Tan Yarong, Liu Xin, Zhang Jinmeng, Wang Yigang, Hu Yanxiang
Institute of Data Science and Agricultural Economics, Beijing Academy of Agriculture and Forestry Sciences, Beijing 100097, China.
Sensors (Basel). 2025 Jun 12;25(12):3677. doi: 10.3390/s25123677.
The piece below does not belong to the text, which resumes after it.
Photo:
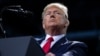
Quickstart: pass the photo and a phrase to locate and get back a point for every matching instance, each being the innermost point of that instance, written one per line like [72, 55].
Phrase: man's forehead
[53, 8]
Fruit and vegetable picking robots are considered an important way to promote agricultural modernization due to their high efficiency, precision, and intelligence. However, most of the existing research has sporadically involved single application areas, such as object detection, classification, and path planning, and has not yet comprehensively sorted out the core applications of deep learning technology in fruit and vegetable picking robots, the current technological bottlenecks faced, and future development directions. This review summarizes the key technologies and applications of deep learning in the visual perception and target recognition, path planning and motion control, and intelligent control of end effectors of fruit and vegetable picking robots. It focuses on the optimization strategies and common problems related to deep learning and explores the challenges and development trends of deep learning in improving the perception accuracy, multi-sensor collaboration, multimodal data fusion, adaptive control, and human-computer interaction of fruit and vegetable picking robots in the future. The aim is to provide theoretical support and practical guidance for the practical application of deep learning technology in fruit and vegetable picking robots.
果蔬采摘机器人因其高效、精准和智能,被视为推动农业现代化的重要途径。然而,现有的大多数研究只是零星地涉及单一应用领域,如目标检测、分类和路径规划,尚未全面梳理深度学习技术在果蔬采摘机器人中的核心应用、当前面临的技术瓶颈以及未来发展方向。本文综述了深度学习在果蔬采摘机器人视觉感知与目标识别、路径规划与运动控制以及末端执行器智能控制方面的关键技术与应用。重点关注与深度学习相关的优化策略和常见问题,并探讨深度学习在未来提高果蔬采摘机器人感知精度、多传感器协作、多模态数据融合、自适应控制和人机交互方面的挑战与发展趋势。目的是为深度学习技术在果蔬采摘机器人中的实际应用提供理论支持和实践指导。